This project dives into the world of Scooby-Doo, using data from over 600 episodes and movies. It explores how different themes, characters, and catchphrases show up over time, and highlights the show's trends through data visualization.
The data come from the Kaggle Scooby-Doo Complete Dataset, which includes:
scoobydoo_episodes.csv– metadata about each episode (title, date aired, runtime, network, IMDb score, etc.)scoobydoo_monsters.csv– monster-related attributes (monster type, gender, setting, capture details, quotes, snacks, etc.)
A PDF from the dataset author is also included, providing context and methodology for how the data was curated and feature-engineered.
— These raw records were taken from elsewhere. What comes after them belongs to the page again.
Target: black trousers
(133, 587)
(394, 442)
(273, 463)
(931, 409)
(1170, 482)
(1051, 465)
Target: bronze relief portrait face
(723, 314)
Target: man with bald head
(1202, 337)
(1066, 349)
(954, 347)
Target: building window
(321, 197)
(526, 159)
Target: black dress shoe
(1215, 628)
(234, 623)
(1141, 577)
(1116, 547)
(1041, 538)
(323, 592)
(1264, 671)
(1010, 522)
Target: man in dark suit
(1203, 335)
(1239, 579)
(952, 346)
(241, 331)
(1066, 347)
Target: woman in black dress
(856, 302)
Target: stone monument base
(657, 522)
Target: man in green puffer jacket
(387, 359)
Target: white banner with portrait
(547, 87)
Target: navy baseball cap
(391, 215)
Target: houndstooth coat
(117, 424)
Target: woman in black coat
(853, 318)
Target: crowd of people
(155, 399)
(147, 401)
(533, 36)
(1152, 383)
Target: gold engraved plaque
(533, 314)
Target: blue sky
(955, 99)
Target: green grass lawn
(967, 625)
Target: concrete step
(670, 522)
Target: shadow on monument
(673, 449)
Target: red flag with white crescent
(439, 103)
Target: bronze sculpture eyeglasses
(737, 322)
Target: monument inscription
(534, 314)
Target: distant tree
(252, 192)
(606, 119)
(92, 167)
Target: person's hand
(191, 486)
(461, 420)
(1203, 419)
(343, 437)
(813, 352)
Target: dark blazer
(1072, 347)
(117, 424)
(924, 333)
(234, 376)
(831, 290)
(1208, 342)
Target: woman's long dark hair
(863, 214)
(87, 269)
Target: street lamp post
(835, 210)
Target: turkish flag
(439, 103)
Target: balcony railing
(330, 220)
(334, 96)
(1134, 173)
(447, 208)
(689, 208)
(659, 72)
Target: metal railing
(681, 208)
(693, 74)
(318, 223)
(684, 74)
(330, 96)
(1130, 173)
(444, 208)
- Standardized column names to snake_case
- Merged episodes and monster data into a unified dataframe
- Converted runtime to numeric values and imputed missing values by format averages
- Cleaned network and location columns for consistency
- Extracted and created features such as catchphrases-per-minute
The notebook explores:
- IMDb score and engagement over time
- Catchphrase frequency (e.g., “zoinks”, “jinkies”) normalized by runtime
- Analyzing character activity
- Differences in runtime across formats (TV series vs. movies)
- Most common episode settings
- A bar plot showing how many monsters each character caught
- A bar plot showing how many monsters each character unmasked
- A bar plot showing how many snacks each character offered
- A line plot showing average engagement episodes received on IMDB over time
- Clone this repo
- Create a virtual environment
- Install dependencies:
pip install pandas matplotlib
- Select a Python kernel and run the Jupyter notebook